Les choix des végans mettent en lumière la dissonance cognitive du reste de la population

Publié le par Jean-Louis Schmitt

Les militants végans sont souvent la cible de quolibets et d’injures, mais il est pourtant bien difficile de défendre le sort fait à des milliards d’animaux qui éprouvent eux aussi de la douleur et de la crainte, explique dans sa chronique Stéphane Foucart, journaliste au « Monde ».

‘’Lorsque je vois des animaux dans un pré, je ne peux m’empêcher de penser à leur devenir…’’. Photo : JLS (Cliquez pour agrandir)

‘’Lorsque je vois des animaux dans un pré, je ne peux m’empêcher de penser à leur devenir…’’. Photo : JLS (Cliquez pour agrandir)

Rarement communauté aussi numériquement minuscule aura autant fait parler d’elle.
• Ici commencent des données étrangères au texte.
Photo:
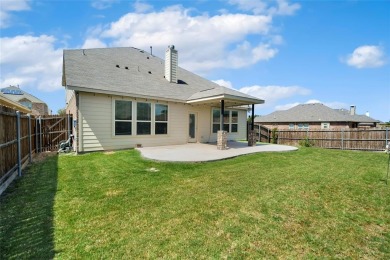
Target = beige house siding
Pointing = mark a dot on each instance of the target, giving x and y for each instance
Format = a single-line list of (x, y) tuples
[(96, 124)]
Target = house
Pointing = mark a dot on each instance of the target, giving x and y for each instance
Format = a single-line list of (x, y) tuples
[(125, 97), (32, 103), (6, 102), (315, 116)]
Les végans ne forment qu’une fraction de pour cent de la population française, mais leur activisme parvient à peser sur l’opinion et, d’une certaine manière, à la faire évoluer sur la question animale. Depuis moins d’une décennie, celle-ci s’est inscrite dans la conversation publique, même si une large part du monde politique y demeure aimablement sourd. Jeudi 8 octobre, la proposition de loi « relative à des premières mesures d’interdiction de certaines pratiques génératrices de souffrance chez les animaux et d’amélioration des conditions de vie de ces derniers », présentée par Cédric Villani, Delphine Batho et une vingtaine de députés, n’a eu droit qu’à deux heures d’examen à l’Assemblée nationale. Le texte n’a finalement pu être voté.
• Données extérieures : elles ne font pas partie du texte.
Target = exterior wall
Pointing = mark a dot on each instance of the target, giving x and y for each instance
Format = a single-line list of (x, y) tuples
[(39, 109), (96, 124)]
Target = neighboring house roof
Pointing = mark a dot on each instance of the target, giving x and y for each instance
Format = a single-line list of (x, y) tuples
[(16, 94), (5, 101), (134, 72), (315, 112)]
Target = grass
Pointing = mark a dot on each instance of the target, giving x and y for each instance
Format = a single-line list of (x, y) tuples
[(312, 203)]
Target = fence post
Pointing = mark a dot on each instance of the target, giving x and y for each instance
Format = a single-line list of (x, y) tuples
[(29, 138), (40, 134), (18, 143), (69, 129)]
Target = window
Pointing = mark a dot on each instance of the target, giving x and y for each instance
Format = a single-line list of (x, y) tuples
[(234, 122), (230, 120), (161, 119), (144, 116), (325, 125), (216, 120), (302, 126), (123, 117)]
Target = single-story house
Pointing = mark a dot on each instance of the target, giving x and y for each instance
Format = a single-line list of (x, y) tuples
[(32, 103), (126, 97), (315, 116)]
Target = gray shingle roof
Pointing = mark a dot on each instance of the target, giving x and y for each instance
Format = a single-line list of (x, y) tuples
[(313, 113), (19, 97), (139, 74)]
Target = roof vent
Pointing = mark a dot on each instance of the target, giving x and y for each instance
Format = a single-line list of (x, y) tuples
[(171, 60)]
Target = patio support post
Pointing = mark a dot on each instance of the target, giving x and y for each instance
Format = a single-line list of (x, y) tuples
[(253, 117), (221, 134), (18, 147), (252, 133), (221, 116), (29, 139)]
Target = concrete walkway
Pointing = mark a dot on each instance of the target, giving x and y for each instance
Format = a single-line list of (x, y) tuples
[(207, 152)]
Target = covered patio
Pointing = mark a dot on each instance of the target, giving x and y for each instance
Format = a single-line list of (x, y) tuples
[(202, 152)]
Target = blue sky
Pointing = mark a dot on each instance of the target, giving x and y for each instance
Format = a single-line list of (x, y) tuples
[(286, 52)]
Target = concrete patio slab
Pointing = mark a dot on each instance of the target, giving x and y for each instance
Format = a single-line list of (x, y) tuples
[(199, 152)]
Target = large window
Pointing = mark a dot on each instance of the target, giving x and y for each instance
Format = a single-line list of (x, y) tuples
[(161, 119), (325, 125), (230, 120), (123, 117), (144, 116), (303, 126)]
Le militantisme vegan –qui repose principalement sur la médiatisation d’images insoutenables, dérobées dans les abattoirs ou les élevages intensifs– fait bouger et sensibilise l’opinion mais, de manière paradoxale, les végans eux-mêmes demeurent une catégorie méprisée, voire vilipendée, par la majorité. Le fait de refuser, outre la consommation de toute chair animale, toute forme d’exploitation des bêtes et des produits issus de cette exploitation (laine et cuir, laitages, œufs, etc.), n’est pas interprété comme la pointe avancée et nécessairement radicale d’un combat juste, mais comme une mode grotesque, une extravagance contre laquelle il faudrait lutter. Les végans sont considérés, au mieux comme des doux dingues, au pire comme des fous furieux. Et dans l’espace public comme en société, ils sont au mieux l’objet d’une curiosité légèrement malveillante, au pire la cible de quolibets et d’injures.
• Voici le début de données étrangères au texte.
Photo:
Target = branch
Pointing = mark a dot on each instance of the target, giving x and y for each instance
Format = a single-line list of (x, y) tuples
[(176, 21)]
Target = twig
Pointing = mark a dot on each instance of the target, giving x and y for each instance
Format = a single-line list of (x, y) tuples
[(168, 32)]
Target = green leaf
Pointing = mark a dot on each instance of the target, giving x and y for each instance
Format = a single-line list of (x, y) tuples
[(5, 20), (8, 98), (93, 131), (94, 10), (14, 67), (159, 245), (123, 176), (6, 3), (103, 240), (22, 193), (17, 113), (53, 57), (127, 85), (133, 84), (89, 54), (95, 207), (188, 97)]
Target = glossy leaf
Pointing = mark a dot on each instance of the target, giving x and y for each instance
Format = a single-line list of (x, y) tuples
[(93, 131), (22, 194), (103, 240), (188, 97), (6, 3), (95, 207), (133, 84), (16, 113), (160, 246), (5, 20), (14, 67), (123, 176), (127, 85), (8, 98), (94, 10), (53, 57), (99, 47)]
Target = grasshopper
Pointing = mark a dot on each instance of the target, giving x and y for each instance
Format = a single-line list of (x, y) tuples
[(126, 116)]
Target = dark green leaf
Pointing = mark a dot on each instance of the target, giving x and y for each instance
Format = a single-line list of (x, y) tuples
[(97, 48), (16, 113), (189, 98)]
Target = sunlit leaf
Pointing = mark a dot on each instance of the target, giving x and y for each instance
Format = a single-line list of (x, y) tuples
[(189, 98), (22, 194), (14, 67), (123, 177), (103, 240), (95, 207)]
Ces gens sont-ils à ce point fous ? Un ouvrage collectif paru ces jours-ci sous la direction de Renan Larue (Université de Californie à Santa Barbara), ‘’La Pensée végane, 50 regards sur la condition animale’’ (PUF, 656 p., 29,50 euros) entreprend d’explorer la question végane sous une grande diversité de perspectives et de disciplines avec, en filigrane, une tentative de répondre aux questions critiques qui se posent et ont historiquement été posées –depuis le VIe siècle avant notre ère au moins !– à ceux qui prônent le végétarisme ou la fin de l’exploitation des animaux.

Des taux de mortalité inférieurs

« On a toujours mangé de la viande », dira-t-on. Certes. L’exploitation et la consommation des animaux sont en effet des institutions très anciennes –de même que la guerre, l’esclavage ou le patriarcat–, mais est-ce une raison justifiant à elle seule leur perpétuation ? Bien sûr, « il est naturel de manger de la viande » : les lions mangent bien les antilopes. Certes, mais quelle étrange idée de légitimer notre comportement en se comparant à des animaux ! « On risque des carences en se privant de produits animaux », ajoutent certains. En effet, mais pourquoi l’écrasante majorité des études épidémiologiques indiquent des taux de mortalité inférieurs pour les végétariens et les végans, par rapport aux mangeurs de viande ?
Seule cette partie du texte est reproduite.